GIF d’entête : la chaîne de bulles du champagne et des vins mousseux monte en ligne droite. La chaîne de bulles de nombreuses bières dévie sur le côté lorsqu’elles montent, ce qui donne l’impression que plusieurs bulles montent en même temps. (Madeline Federle et Colin Sullivan/ Université Brown)
Un groupe de mécaniciens des fluides américains (Université Brown/ États-Unis) et français (Institut de Mécanique des Fluides de Toulouse) a compris pourquoi le champagne forme ces « chaînes de bulles » stables alors que les autres boissons à bulles ne le font pas. Leurs conclusions (lien plus bas), pourraient également être utilisées pour expliquer les flux de bulles dans les processus industriels.
Selon l’auteur principal, le professeur Roberto Zenit, ingénieur à l’université Brown, aux États-Unis :
C’est le type de recherche sur lequel je travaille depuis des années. La plupart des gens n’ont jamais vu un suintement océanique ou un bassin d’aération, mais la plupart d’entre eux ont déjà bu un soda, une bière ou une coupe de champagne. En parlant de champagne et de bière, nous voulons faire comprendre aux gens que la mécanique des fluides est importante dans leur vie quotidienne.
Les chercheurs ont étudié les bulles dans différentes boissons pétillantes, notamment l’eau gazeuse, la bière, le champagne et d’autres vins mousseux. Le champagne et le vin mousseux ont des chaînes de bulles stables, tandis que les chaînes ne sont que parfois stables dans la bière et généralement instables dans l’eau minérale, ce qui donne un aspect beaucoup plus aléatoire aux bulles.
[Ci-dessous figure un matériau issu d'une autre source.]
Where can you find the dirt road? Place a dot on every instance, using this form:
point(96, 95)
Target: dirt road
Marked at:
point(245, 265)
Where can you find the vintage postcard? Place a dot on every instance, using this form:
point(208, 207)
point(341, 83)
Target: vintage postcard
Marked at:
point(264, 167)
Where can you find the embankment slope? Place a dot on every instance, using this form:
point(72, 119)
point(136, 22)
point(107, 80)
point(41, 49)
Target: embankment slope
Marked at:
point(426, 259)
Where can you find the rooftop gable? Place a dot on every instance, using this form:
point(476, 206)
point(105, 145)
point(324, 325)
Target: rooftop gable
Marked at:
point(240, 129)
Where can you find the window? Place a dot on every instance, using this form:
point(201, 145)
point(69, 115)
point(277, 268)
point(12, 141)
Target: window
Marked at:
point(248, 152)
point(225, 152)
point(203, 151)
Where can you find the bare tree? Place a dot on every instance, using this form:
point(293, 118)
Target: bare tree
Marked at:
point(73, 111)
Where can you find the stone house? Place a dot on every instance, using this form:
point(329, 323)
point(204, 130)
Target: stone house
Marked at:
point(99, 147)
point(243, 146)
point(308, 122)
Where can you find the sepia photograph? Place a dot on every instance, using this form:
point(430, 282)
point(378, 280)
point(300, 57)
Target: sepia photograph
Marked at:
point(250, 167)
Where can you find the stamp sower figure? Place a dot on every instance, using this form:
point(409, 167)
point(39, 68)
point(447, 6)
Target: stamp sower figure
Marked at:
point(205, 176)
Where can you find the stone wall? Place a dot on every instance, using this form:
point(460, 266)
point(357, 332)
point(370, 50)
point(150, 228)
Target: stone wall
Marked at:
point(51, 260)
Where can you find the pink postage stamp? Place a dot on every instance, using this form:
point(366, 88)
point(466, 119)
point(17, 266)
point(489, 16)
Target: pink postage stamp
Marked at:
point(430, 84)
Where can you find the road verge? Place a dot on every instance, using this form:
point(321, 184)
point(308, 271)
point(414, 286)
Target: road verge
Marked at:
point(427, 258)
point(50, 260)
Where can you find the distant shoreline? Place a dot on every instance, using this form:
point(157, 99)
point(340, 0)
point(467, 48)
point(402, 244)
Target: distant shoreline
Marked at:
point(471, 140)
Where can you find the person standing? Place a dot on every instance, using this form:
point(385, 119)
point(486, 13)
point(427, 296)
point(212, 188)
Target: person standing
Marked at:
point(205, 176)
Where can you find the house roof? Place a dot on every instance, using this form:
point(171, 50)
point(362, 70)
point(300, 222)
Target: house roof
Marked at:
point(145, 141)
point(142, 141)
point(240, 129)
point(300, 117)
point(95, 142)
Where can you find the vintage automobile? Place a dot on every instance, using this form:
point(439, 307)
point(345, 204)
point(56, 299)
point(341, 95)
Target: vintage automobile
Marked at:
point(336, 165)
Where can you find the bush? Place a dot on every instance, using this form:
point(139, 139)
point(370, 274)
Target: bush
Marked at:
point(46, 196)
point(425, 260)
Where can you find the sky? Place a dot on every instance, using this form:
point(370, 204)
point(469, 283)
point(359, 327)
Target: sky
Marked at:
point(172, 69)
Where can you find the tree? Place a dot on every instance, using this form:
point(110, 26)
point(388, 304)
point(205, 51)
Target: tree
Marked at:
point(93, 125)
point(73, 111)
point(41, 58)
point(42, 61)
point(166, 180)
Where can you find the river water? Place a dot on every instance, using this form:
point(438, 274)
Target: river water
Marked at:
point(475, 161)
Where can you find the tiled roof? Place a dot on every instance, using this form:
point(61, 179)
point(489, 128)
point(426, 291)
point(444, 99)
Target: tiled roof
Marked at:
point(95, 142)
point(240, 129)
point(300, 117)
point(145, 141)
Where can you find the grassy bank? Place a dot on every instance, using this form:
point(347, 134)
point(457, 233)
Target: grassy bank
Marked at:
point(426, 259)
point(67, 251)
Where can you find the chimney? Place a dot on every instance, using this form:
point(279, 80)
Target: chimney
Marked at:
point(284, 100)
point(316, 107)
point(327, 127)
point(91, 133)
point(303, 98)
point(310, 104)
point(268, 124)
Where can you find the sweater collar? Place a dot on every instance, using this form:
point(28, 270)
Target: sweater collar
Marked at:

L’équipe a rempli un récipient rectangulaire en plexiglas avec chaque boisson, puis elle a ajouté une aiguille au fond pour pomper du gaz et créer leurs propres bulles contrôlées dans la boisson.
Ils ont ensuite soit augmenté la taille des bulles de gaz qu’ils pompaient, soit ajouté des « surfactants » (encore appelé tensioactifs), des substances qui adoucissent la frontière entre deux fluides différents, comme l’air et l’eau. Les surfactants sont utilisés comme agents moussants dans les savons et autres produits à bulles, et des protéines surfactantes sont naturellement présentes dans le champagne et la bière.
Selon Zenit :
La théorie veut que dans le champagne, ces contaminants qui agissent comme des agents tensioactifs soient les bons. Ces molécules de protéines, qui confèrent au liquide sa saveur et son caractère unique, assurent la stabilité des chaînes de bulles qu’elles produisent.
Les chercheurs ont constaté que l’ajout de surfactants pouvait produire des chaînes de bulles stables dans les boissons instables.
Confirmant et expliquant leurs résultats à l’aide d’une modélisation informatique, ils pensent que les agents tensioactifs présents dans le champagne permettent aux bulles de laisser des sillages lisses, de sorte que la bulle suivante peut facilement s’élever en suivant exactement la même trajectoire.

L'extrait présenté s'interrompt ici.